| name | network-request-auditing |
| description | After navigating and interacting in Cursor's built-in browser, use browser_network_requests to audit every fetch/XHR for failures, slowness, duplicate calls, and suspicious payloads. Use for API-heavy pages and after backend or client networking changes. |
| user-invocable | true |
Network Request Auditing
Deep-dive network health using the cursor-ide-browser MCP. This skill focuses on browser_network_requests — not just “any 500s” but patterns that indicate bugs, waste, or security issues.
How it works
- Drive the app in the browser (navigate, click, submit forms) so real requests fire.
- Call
browser_network_requests after meaningful interactions (and after navigation settles).
- Classify and report findings using the criteria below.
Follow cursor-ide-browser workflow rules: use browser_snapshot before structural interactions; after actions that change the page, take a fresh snapshot before the next interaction.
Audit checklist
Failures
- 4xx / 5xx — list method, URL (path + query), status, and whether the UI handled the error.
- CORS or network errors — often misconfigured origins or mixed content.
Performance
- Slow requests — flag requests with high latency (e.g. > 500 ms server time if timings are visible; otherwise note unusually large waterfalls).
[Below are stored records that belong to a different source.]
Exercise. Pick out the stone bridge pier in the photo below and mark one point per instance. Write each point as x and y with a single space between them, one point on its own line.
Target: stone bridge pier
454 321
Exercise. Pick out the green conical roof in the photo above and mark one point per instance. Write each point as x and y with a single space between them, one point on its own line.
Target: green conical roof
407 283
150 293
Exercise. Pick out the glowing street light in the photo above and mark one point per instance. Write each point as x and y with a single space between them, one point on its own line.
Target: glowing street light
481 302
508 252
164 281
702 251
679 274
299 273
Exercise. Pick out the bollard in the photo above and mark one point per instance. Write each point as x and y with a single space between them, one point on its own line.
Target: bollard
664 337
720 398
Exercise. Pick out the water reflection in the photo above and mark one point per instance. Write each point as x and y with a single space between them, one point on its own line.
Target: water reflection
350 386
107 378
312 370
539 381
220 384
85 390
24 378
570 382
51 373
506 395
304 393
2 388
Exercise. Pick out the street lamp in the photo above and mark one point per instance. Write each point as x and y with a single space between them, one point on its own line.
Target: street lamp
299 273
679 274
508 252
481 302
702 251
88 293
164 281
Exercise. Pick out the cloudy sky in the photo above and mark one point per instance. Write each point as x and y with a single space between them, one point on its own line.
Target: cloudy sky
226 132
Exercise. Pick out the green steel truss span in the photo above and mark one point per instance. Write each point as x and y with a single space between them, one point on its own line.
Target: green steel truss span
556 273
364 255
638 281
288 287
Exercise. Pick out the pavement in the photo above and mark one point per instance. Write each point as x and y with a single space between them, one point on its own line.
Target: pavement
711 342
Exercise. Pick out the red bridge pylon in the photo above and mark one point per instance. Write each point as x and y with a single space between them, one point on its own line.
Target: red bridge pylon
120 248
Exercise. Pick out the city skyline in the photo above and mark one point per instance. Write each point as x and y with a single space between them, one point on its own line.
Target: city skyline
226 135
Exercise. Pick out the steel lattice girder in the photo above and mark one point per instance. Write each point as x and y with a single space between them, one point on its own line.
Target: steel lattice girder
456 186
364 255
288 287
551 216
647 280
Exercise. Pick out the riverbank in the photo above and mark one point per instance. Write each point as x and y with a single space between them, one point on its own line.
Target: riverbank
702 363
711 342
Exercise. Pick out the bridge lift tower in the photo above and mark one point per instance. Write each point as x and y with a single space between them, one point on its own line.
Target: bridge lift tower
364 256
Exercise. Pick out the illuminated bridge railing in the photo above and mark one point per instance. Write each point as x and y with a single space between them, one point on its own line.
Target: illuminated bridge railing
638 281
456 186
- Duplicate calls — same URL + method fired multiple times in one user action (often a React effect or missing deduplication).
- Oversized payloads — responses that look huge for what the UI needs (suggest pagination, field selection, or compression).
Security and privacy
- Sensitive data in URLs — tokens or PII in query strings.
- Missing auth — API calls that should send credentials or bearer tokens but do not (compare with adjacent authenticated calls).
Correctness
- Unexpected hosts — calls to third parties not documented for the feature (trackers, accidental leaks).
- Preflight storms — excessive OPTIONS requests may indicate wrong CORS caching or too many distinct origins.
Steps
-
Start from a clean navigation — browser_navigate to the target URL (or use an existing tab via browser_tabs).
-
Exercise the feature — interactions that trigger API usage (filters, infinite scroll, form save, modal open).
-
Fetch network log — browser_network_requests after each logical step if the page does multiple round-trips.
-
Report — structured output:
- Summary counts (failed, slow, duplicate groups).
- Table or bullet list of issues with URL pattern (not necessarily full secrets), status, category (failure / perf / security / correctness).
- Recommended next code changes or investigations.
Notes
- Iframe traffic may not appear in the same log — note if the feature runs inside an iframe.
- Compare against expected API design; a 404 might be correct for “optional resource not found” if handled in UI.
- Pair with
browser_console_messages for errors that do not surface as failed HTTP (e.g. parse errors after 200).